Kita, Kurse und Ersatzomas: Unterstützung für Familienzentrum

Historisches Gebäude für ein historisches Unterfangen: Das alte Finanzamt an der Weidenberggasse in Rotenburg soll künftig eine Kindertagesstätte und ein Familienzentrum beherbergen. Dafür haben sich bereits die Ausschüsse einstimmig ausgesprochen. Gestern Abend war das Projekt Thema in der Stadtverordnetenversammlung. Ein Ergebnis stand bei Redaktionsschluss noch nicht fest. Archivfoto: sis

Rotenburg. „Das Familienleben wird immer bunter, aber nicht leichter", sagt Petra Rang. Sie weiß das von Berufs wegen.

Die Leiterin der Kindertagesstätte an der Egerländer Straße in Rotenburg und Koordinatorin der städtischen Kindertagesstätten hat gemeinsam mit ihrem Fachdienstleiter Thorsten de Weerd ein Konzept für ein Familienzentrum erarbeitet.

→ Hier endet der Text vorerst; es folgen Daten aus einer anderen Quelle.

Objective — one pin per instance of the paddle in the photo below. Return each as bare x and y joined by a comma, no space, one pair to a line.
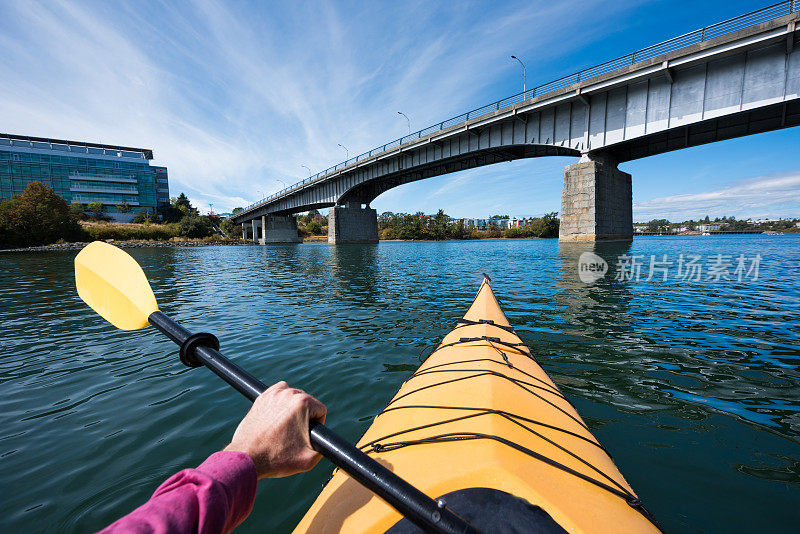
113,285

Ihre Erläuterungen dienen den Stadtverordneten zur Entscheidungsfindung. Sowohl Haupt- und Finanzausschuss als auch Sozialausschuss haben in dieser Woche einstimmig den Ankauf des ehemaligen Finanzamtes an der Weidenberggasse befürwortet, um das Gebäude als Kindertagesstätte (Kita) mit angegliedertem Familienzentrum zu nutzen. Damit würde die Kita an der Egerländer Straße ersetzt. Sie müsste eigentlich grundlegend saniert und erweitert werden - wir berichteten.

Klassisches Modell bröckelt

Die Einrichtung eines Familienzentrums wird als wichtig angesehen, weil das klassische Familienmodell „Vater-Mutter-Kinder“ bröckelt. Es gibt mehr alleinerziehende Elternteile, berufstätige Eltern und auch mehr Eltern, die bei der Kindererziehung Unterstützung benötigen. Das geht aus den Erläuterungen hervor, die Petra Rang und Thorsten de Weerd für die Kommunalpolitiker erarbeitet haben.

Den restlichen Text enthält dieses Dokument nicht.